No me gustaba la tensión en la mandíbula de Ravick. No me gustaba el extraño peso en sus ojos. Y especialmente no me gustaba que Thalein—arrogante y mordaz Thalein—hubiera perdido ese molesto brillo en su mirada.
Sin comentarios ingeniosos.
Sin sarcasmo.
Solo una calma sombría.
Mi estómago se retorció.
Un pensamiento terrible susurró a través de mí como veneno. Di un paso adelante, mi voz descendiendo—no, hundiéndose—en un gruñido oscuro y atronador. —¿Qué pasó?
Nadie respondió.
El aire en el pasillo se tensó.
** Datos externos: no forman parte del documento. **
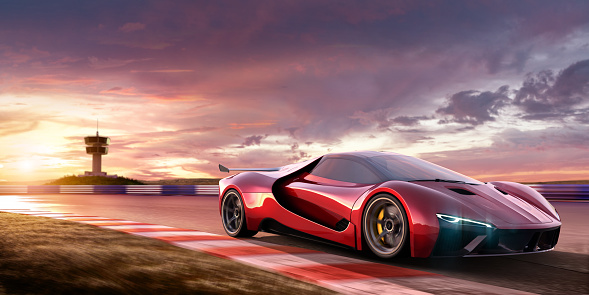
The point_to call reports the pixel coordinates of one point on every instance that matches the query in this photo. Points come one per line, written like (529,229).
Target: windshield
(399,167)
Mis dedos se curvaron en puños.
—¿Sucedió algo… —dije lenta y deliberadamente—, a mi hija… en Nivale?
Aún así, nada.
Nada más que silencio.
Pesado.
Incorrecto.
Frente a mí, Theon se enderezó. Regis se movió donde estaba parado. Ambos miraban ahora a Ravick y Thalein, con confusión ensombreciendo sus rasgos.
Deben estar confundidos y también percibir algo sospechoso. Mis ojos volvieron a Ravick, el supuesto primo hermano de mi hija, luego a Thalein, todos ellos envueltos en silencio.
Pero podía verlo.
Podía verlo en sus rostros.
Algo sucedió. Algo serio, y solo espero que no tenga nada que ver con mi hija.
—Tú —dije en voz baja, con la voz tensándose como un nudo mientras miraba fijamente a Ravick—, pareces como si hubieras tragado una espada.
Luego mi mirada se dirigió a Thalein.
—Y tú—solo te ves así de serio cuando un reino está a punto de caer.
Mis manos se apretaron detrás de mi espalda, los guantes de cuero crujiendo por la tensión.
—Si algo le sucedió a mi hija en Nivale…
Ravick intervino rápidamente—demasiado rápidamente. —No, Su Majestad —dijo, con tono cortante y cuidadoso—. No está… relacionado con la princesa.
Luego hizo una pausa. Solo por un respiro.
—Pero… aún no estamos completamente seguros de eso.
El silencio que siguió fue ensordecedor. Mis ojos se estrecharon. Mi pulso se detuvo. Y así, la habitación se agrietó—no con sonido, sino con un silencio más afilado que el acero.